How pledging will keep Cardano healthy

Warding off attacks on the decentralized blockchain is just one benefit of the process

12 May 2020 Lars Brünjes 5 mins read

How pledging will keep Cardano healthy

As we approach Shelley on the Cardano mainnet, decentralization has, inevitably, become a topic of debate. Regardless of any initial founding intent, proof-of-work cryptocurrencies such as Bitcoin and Ethereum have become more centralized over time.
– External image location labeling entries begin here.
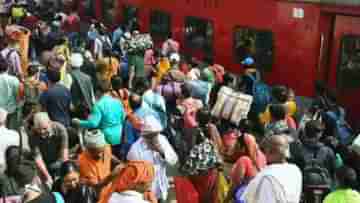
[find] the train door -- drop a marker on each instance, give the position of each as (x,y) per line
(345,63)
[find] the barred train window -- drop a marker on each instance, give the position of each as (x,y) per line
(109,11)
(256,43)
(89,8)
(348,71)
(160,24)
(199,34)
(130,17)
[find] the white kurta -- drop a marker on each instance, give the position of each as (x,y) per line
(275,183)
(140,151)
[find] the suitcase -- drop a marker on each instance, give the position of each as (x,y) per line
(185,191)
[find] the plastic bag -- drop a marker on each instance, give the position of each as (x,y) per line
(223,188)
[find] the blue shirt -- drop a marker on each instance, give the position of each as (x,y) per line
(116,36)
(56,100)
(107,115)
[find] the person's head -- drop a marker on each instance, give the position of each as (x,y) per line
(42,124)
(135,101)
(104,86)
(137,175)
(248,62)
(246,126)
(280,93)
(313,130)
(4,65)
(26,173)
(33,70)
(95,144)
(76,60)
(209,60)
(277,112)
(320,87)
(116,83)
(141,86)
(203,116)
(69,173)
(54,76)
(151,129)
(346,177)
(276,148)
(3,117)
(291,95)
(185,91)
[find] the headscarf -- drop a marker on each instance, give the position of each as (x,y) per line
(94,139)
(151,125)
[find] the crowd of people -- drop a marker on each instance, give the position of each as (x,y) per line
(96,115)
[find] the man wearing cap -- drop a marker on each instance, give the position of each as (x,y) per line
(95,163)
(10,137)
(9,91)
(49,143)
(82,90)
(155,148)
(311,147)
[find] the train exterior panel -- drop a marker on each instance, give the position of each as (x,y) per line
(308,40)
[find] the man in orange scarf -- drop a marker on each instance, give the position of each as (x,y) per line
(134,183)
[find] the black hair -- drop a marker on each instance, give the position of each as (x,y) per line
(32,70)
(25,172)
(280,93)
(68,167)
(54,76)
(135,103)
(246,126)
(209,59)
(313,128)
(185,91)
(203,116)
(277,111)
(347,177)
(116,83)
(320,87)
(141,85)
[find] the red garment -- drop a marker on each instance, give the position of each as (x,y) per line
(205,185)
(246,163)
(291,122)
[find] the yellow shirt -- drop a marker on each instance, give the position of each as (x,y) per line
(163,68)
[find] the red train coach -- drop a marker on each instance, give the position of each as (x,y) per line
(294,42)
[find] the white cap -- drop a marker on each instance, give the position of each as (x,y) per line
(77,60)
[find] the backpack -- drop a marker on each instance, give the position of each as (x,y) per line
(31,92)
(342,129)
(261,95)
(314,173)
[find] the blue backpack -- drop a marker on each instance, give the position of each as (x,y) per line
(239,192)
(261,95)
(342,129)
The early days of Bitcoin enthusiasts mining blocks at the weekend are long gone and today we see a small group of specialized, professional mining operations dominating their respective chains.

In itself, this isn’t necessarily a bad thing – but if it happened to Cardano, it would run contrary to the vision of a decentralized, proof-of-stake protocol.
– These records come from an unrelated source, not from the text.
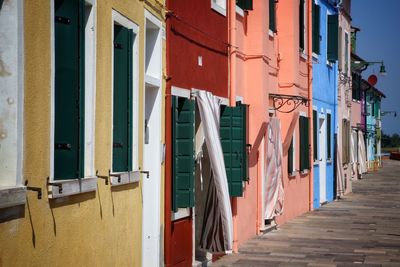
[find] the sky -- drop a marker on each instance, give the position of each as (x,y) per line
(379,39)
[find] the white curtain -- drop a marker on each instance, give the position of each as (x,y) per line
(362,155)
(217,232)
(274,194)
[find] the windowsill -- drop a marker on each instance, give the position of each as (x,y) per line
(180,214)
(72,187)
(12,196)
(121,178)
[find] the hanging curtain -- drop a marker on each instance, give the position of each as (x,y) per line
(274,194)
(217,232)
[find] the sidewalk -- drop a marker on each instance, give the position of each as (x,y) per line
(361,229)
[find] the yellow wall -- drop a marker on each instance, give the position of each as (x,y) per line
(101,228)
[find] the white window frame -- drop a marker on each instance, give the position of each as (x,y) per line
(88,183)
(219,6)
(134,175)
(12,191)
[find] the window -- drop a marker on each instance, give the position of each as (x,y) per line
(11,103)
(304,143)
(219,6)
(316,28)
(272,15)
(245,4)
(292,156)
(302,25)
(329,136)
(315,135)
(233,134)
(333,34)
(183,152)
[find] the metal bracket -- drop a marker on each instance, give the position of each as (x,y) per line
(103,176)
(59,185)
(36,189)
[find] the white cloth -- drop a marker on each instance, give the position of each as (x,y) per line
(274,194)
(217,233)
(362,155)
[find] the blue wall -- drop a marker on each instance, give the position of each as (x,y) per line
(324,99)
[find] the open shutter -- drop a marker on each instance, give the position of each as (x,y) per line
(315,135)
(333,33)
(122,107)
(183,152)
(272,15)
(69,89)
(316,10)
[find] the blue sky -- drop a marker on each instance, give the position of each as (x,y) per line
(379,39)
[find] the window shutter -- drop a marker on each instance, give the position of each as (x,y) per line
(272,15)
(333,28)
(69,90)
(233,134)
(245,4)
(328,135)
(316,28)
(301,24)
(122,106)
(183,152)
(315,135)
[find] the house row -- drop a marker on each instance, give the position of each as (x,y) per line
(152,133)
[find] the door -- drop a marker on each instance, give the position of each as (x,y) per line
(322,160)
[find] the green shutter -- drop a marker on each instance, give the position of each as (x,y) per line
(328,135)
(304,143)
(316,28)
(183,152)
(301,24)
(122,106)
(272,15)
(290,158)
(315,135)
(245,4)
(233,141)
(333,34)
(69,89)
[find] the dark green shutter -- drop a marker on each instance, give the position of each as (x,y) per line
(333,34)
(290,158)
(301,24)
(122,107)
(245,4)
(233,141)
(315,135)
(272,15)
(304,143)
(316,28)
(69,89)
(183,152)
(328,135)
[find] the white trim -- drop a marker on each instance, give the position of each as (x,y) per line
(120,19)
(218,7)
(181,92)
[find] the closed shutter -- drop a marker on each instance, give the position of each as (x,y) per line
(328,136)
(233,141)
(272,15)
(183,152)
(333,29)
(69,89)
(122,107)
(304,143)
(315,135)
(301,24)
(316,10)
(245,4)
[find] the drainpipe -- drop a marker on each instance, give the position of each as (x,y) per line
(232,96)
(310,107)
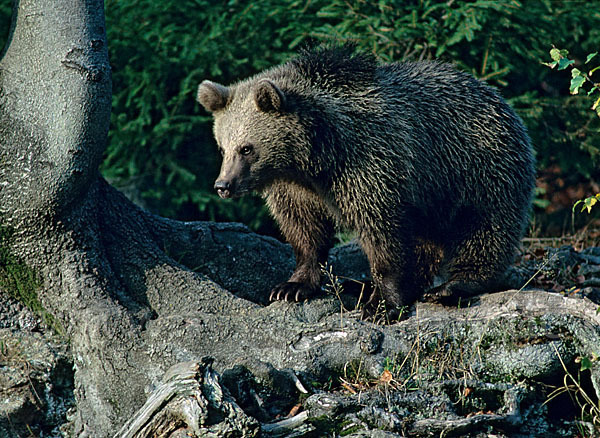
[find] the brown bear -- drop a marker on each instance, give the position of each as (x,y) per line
(429,166)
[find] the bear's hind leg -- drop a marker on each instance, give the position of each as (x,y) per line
(392,262)
(475,264)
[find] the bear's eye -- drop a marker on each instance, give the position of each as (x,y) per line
(245,150)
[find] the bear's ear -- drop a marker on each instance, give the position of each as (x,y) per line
(212,96)
(268,97)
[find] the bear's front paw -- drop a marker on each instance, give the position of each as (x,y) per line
(292,291)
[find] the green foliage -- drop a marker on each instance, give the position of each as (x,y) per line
(161,144)
(561,60)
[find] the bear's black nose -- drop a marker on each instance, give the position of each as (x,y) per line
(223,189)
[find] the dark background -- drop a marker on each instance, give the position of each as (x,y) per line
(161,152)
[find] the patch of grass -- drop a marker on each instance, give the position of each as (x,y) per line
(22,283)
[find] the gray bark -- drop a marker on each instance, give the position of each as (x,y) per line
(138,294)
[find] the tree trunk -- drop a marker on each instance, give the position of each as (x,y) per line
(136,293)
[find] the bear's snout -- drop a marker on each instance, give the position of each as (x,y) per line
(223,189)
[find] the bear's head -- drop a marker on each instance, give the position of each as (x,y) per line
(260,134)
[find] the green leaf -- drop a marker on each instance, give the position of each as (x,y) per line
(590,57)
(586,364)
(564,63)
(558,54)
(577,81)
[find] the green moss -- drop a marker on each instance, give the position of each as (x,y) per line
(22,283)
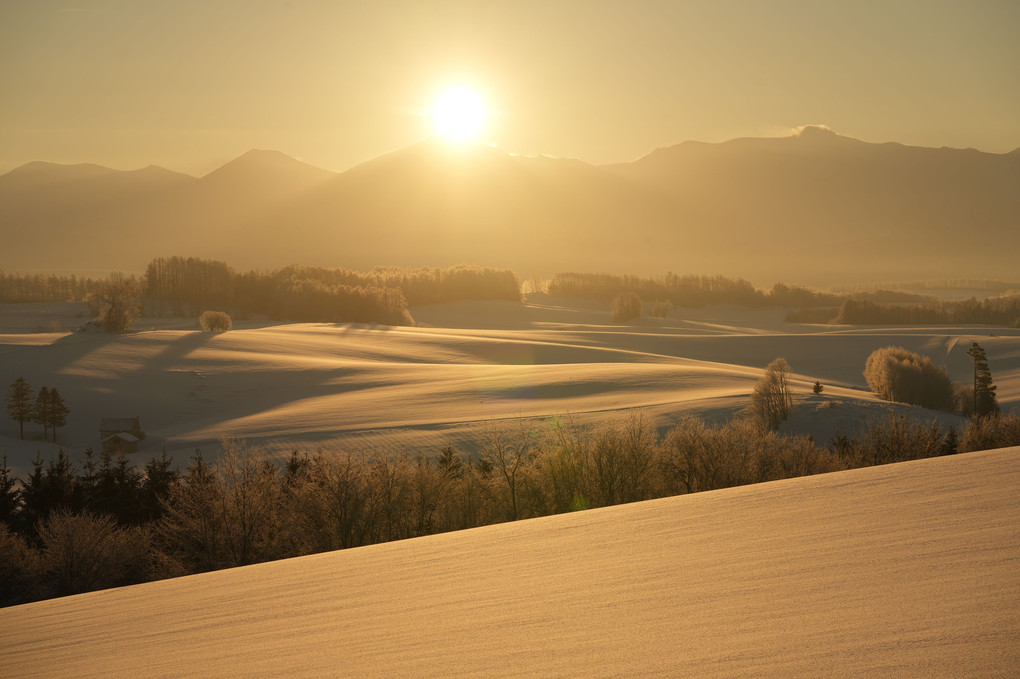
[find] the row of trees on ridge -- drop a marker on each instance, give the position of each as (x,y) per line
(69,528)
Cardano has been designed from the ground up with decentralization at its core and, in particular, in its stake delegation and reward mechanisms. On the Cardano network, pools above a certain size will not be competitive, and delegation rewards for everyone are optimal when there are many medium-sized pools. Every ecosystem benefits from diversity. Similarly, we believe that this approach offers the best balance between encouraging grass-roots involvement from skilled members of the community through to supporting those aiming to establish commercial stake pool businesses.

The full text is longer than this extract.